Hi all,
I have a program doing detection and tracking of moving vehicles with some statistics visualization. The program is well optimized to work in real-time on Jetson Nano (using TensorRT engine for detection). I moved the same code + models from Nano to TX2 with generating new engine files. The program runs 5-6 times slower than Nano. Normally TX2 has 2 additional Denver CPUs and is supposed to be faster. I measure the processing time for detection and tracking. Detection Time is similar, but the tracking with Dlib is slower.
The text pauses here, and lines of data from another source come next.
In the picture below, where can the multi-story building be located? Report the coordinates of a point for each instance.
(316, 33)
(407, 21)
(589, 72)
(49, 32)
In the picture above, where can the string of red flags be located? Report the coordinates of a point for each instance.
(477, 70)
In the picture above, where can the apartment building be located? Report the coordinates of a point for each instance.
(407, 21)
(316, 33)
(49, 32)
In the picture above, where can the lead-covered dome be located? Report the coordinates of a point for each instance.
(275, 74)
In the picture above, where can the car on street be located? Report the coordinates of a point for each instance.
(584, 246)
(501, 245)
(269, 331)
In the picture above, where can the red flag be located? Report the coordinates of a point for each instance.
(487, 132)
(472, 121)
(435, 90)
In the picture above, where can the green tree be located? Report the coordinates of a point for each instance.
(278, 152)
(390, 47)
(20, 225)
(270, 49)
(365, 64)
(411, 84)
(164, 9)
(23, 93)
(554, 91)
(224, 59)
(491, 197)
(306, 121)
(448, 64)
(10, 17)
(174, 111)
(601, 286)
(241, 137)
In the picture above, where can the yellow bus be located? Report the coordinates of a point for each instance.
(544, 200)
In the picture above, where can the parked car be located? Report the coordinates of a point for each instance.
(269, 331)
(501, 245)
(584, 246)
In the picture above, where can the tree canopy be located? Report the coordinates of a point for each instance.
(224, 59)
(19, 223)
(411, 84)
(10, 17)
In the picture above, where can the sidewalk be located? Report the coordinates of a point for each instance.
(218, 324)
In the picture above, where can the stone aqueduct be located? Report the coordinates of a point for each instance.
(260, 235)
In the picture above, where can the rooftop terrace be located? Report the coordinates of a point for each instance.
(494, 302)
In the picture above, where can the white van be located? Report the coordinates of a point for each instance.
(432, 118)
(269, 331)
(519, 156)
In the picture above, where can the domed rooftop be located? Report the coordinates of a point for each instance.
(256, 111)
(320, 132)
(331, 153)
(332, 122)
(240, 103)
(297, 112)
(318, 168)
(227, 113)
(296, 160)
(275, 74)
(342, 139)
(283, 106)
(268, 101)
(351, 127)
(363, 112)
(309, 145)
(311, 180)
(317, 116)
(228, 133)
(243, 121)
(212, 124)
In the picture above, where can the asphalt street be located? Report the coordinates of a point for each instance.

I m using the correlation tracker in Dlib.
Environment (for both TX2 and Nano):
- Jetpack L4T 32.2.1
- GPU ARCH (6.2 TX2) / (5.3 Nano)
- OpenCV 4.1.1 compiled CUDA YES (Compiled from source in a 128GB SD card (TX2) / internal storage (Nano))
- TensorRT 5.1.6.1
- Dlib 19.17 (Compiled from source in internal storage)
- Matplotlib 2.1.1 (installed with pip3)
- CUDA 10.0.326
- cuDNN 7.5.0.56
- VisionWorks 1.6.0.500n
- Python 3.6.8
Things I tried and failed :
- all the NVP models on TX2
- compiled OpenCV with TBB support
- use the last version of Dlib with CUDA/LAPACK/BLAS (19.18 released 2/3 weeks ago): https://github.com/davisking/dlib/releases
Are there any ideas, i can try to fix this issue?
Thanks in advance